Noble Minds Overthrown
I love you.
At least, I did love you, once. It was a love made of green hills and butterflies, sunrises and sugar-spun dreams. It tasted sweet on my tongue, and the warmth of secret meetings made me glow. It was innocent and carefree, still growing into its legs.
I cannot imagine going back there. I don't think I want to, even if we could. For behind the syrupy sweetness, the foundation of everything court-bred, we discovered each other. My world has always been a stage—I am the dutiful daughter, caring sister, virtuous maiden, and gentle lady. But with you, I don't have a role to play. You have no expectations to weigh my wings down, only the hope that I can build up enough strength to fly. With you, I am so much more than I could ever be on my own.
I still love you now. But every word you throw at me is a double-edged blade, every roguish smile a stone poised to shatter my heart of glass. You have always been able to see straight through my emotions, even when I cannot. Your madness writes my soul on my forehead—everyone can see the words but me.
There is a method to your madness, though I have yet to fully comprehend it. You have confided in me the purpose behind this nonsense, and I think you are both brave and foolish. I am playing my part, just as you requested. But in truth, my genuine emotions are not so different from the exaggerations I speak. You could not have chosen words that would hurt me more, and each chance meeting only pushes the dagger further into my back. I am upset, perplexed, insulted, and, most of all, frightened. My mind knows your words are affected, but my traitor heart says one day you might mean them. The worst part of all of this is not about me. My deepest fear is that I'm losing you.
I am frightened for you, my love. You speak of intrigue, of poison, of sweet revenge, and all I can think is that you grow further from me each passing day. This talk of murder leaves a bitter taste in my mouth. I cannot bear to see you so distressed. I wanted to hold you as you talked of death's eternal slumber, tell you that I would follow you to hell and back, but I do not have the strength to fight both my father and my king. We are both alone in our separate places, and that does not comfort so much as trouble me. I cannot sleep because I worry about what the king has planned for you. His explanations sound like the hissing of serpents.
I do believe you are the most nonsensical man I have ever encountered. You are both a ray of sunlight and a brooding raincloud, and how you accomplish that I cannot fathom. Have I ever told you that I love to watch you think? Your eyes shine brighter than the stars in the heavens, and I can almost hear your mind spinning as ideas burst into life. I miss that. Lately I have only been able to see anger burn holes through your thoughts and the poison of betrayal seep into your ears. You would do well to trust yourself more, for I am confident that you will know what to do when the time comes. You are a better man than you realize.
This will sound horribly wrong, but you are the only person who will understand. I feel as if a burden has been lifted from me now that my father is gone. I want you to know that I am not angry with you. He only cared for me when it was convenient, when I could help him get ahead in the king's favor. I miss him in a strange sort of way, but more overpowering is the fact that now I am truly alone. He is gone, you are gone, and my brother is gone as well. I see the calculations happening behind the king's eyes, and I know I am not safe. I am too close to you for that.
So, dearest prince, I have made plans of my own. The play's the thing, like you so often whispered to me, and my performance is rapidly outshining your bout of "madness". Oh, how you would laugh if you could see me now! This is the best fun I have had in such a long time.

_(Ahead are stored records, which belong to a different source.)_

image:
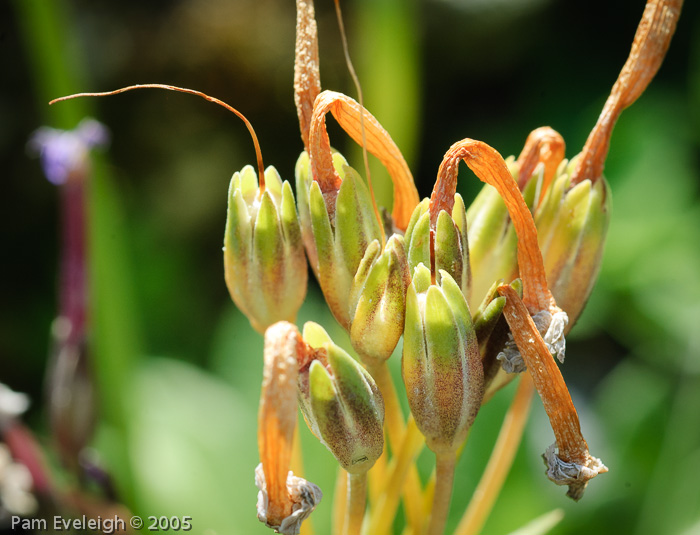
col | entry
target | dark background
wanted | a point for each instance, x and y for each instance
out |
(487, 70)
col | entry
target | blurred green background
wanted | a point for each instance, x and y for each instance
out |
(179, 367)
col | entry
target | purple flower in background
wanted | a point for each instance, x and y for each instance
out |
(64, 152)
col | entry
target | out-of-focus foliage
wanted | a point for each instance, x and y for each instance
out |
(189, 415)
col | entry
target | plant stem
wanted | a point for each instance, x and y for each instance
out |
(340, 502)
(297, 467)
(444, 478)
(384, 509)
(410, 480)
(500, 462)
(356, 502)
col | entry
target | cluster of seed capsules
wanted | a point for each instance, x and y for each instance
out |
(481, 294)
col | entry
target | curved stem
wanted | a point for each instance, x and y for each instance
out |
(444, 478)
(297, 467)
(500, 462)
(356, 502)
(340, 503)
(258, 152)
(396, 433)
(651, 41)
(384, 509)
(488, 165)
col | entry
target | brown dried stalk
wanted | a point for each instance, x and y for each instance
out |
(650, 44)
(571, 464)
(285, 500)
(367, 130)
(490, 167)
(307, 77)
(258, 152)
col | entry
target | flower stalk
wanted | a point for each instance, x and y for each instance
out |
(571, 464)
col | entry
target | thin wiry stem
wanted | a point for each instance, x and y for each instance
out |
(500, 462)
(258, 152)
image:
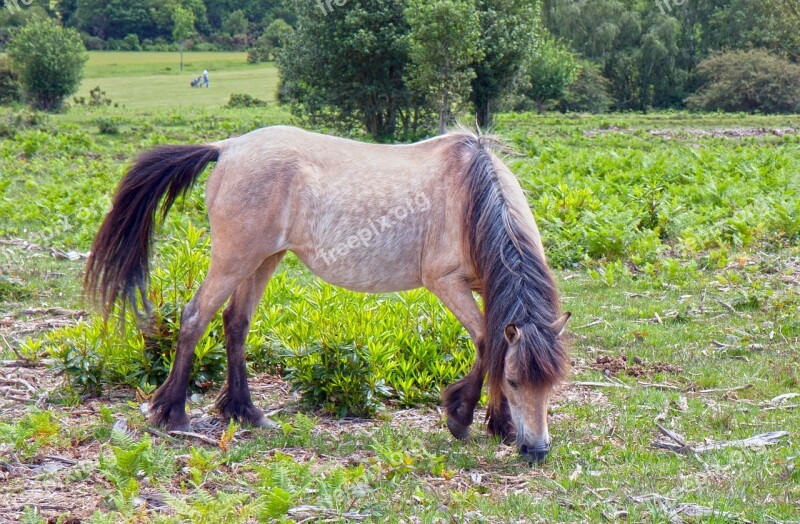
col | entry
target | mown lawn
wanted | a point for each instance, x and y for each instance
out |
(674, 239)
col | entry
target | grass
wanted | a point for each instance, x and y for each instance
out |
(144, 81)
(671, 250)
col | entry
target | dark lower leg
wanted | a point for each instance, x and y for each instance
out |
(234, 400)
(168, 407)
(460, 399)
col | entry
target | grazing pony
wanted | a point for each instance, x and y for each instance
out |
(444, 213)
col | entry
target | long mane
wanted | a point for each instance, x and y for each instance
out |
(518, 287)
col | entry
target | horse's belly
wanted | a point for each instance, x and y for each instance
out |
(362, 270)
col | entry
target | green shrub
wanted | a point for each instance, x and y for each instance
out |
(747, 81)
(275, 37)
(108, 126)
(245, 100)
(339, 379)
(93, 354)
(50, 62)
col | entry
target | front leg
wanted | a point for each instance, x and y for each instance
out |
(498, 420)
(234, 401)
(461, 397)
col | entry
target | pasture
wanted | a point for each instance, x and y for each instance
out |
(674, 241)
(142, 81)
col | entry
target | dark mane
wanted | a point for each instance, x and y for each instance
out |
(518, 287)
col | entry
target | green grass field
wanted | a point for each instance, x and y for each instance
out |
(153, 80)
(675, 241)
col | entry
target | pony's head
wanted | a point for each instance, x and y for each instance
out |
(521, 394)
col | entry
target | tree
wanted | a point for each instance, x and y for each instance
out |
(114, 18)
(549, 72)
(49, 60)
(589, 91)
(508, 35)
(183, 27)
(347, 67)
(443, 45)
(748, 81)
(236, 23)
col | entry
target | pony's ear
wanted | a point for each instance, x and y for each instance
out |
(512, 334)
(561, 323)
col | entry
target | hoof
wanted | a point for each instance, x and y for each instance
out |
(459, 431)
(264, 422)
(179, 426)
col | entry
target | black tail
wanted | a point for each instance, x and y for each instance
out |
(119, 261)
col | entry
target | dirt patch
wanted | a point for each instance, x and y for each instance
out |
(638, 368)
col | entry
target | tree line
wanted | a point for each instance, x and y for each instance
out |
(406, 68)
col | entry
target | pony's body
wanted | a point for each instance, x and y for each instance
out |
(366, 217)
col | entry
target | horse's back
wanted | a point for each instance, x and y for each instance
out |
(359, 215)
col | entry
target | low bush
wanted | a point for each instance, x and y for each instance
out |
(245, 100)
(10, 90)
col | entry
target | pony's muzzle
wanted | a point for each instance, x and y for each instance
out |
(534, 454)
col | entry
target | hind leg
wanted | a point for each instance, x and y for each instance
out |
(461, 397)
(234, 400)
(168, 407)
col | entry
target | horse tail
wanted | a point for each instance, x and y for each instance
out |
(118, 265)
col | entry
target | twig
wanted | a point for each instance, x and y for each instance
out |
(659, 386)
(757, 441)
(21, 364)
(197, 436)
(590, 324)
(726, 390)
(157, 433)
(787, 406)
(56, 458)
(601, 384)
(18, 382)
(18, 399)
(671, 434)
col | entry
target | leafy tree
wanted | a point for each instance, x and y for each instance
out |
(183, 27)
(114, 18)
(277, 34)
(589, 91)
(163, 14)
(347, 68)
(744, 24)
(549, 71)
(236, 23)
(748, 81)
(49, 60)
(508, 35)
(443, 45)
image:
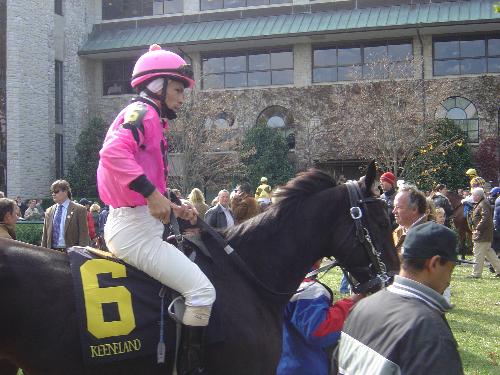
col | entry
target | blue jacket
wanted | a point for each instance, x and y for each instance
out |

I pray that this disguise will persuade the king to leave me be until you return, or perhaps get me away from this gilded prison altogether. I promise I won't go far. Once this mess is over, we can finally be together without insanity or murderers or damned ghosts to force their way between us. His spies are watching me now, as I sit in our willow tree weaving chains of forget-me-nots.
I want to see you so badly it hurts. You've stolen my heart—you snatched it the first time I met you—and I never want you to give it back. I miss the taste of you on my lips, the feeling of your spark-filled eyes resting on me, the way the corners of your mouth turn up when you laugh, the words of wisdom that pour from your mouth and hinder your common sense. I miss the feeling of your body next to mine, the way you stand with your hands clasped behind your back, the daisy crowns you made as we sat in the meadow, the way you take chivalry to the extreme. I've told you before that I'm selfish. I want you here with me.
Somewhere, buried under your grief, I hope you still harbor some love for me. I hope you're upset when you hear of my insanity, as upset as I became while witnessing yours. It seems to me that sorrow is love's constant companion, and if that's the way to draw you back to me, so be it. I want to hear you say you love me, and not merely in my memories. I want you to say it when you return triumphant.
I'm scared. I don't like the way the spies move as I watch them from the corner of my eye. They're coming closer and I have nothing, nothing but wilting flowers and scattered songs to defend myself with.
I will always love you, no matter what happens next. You are my friend, my prince, my equal, and my darling. My Hamlet.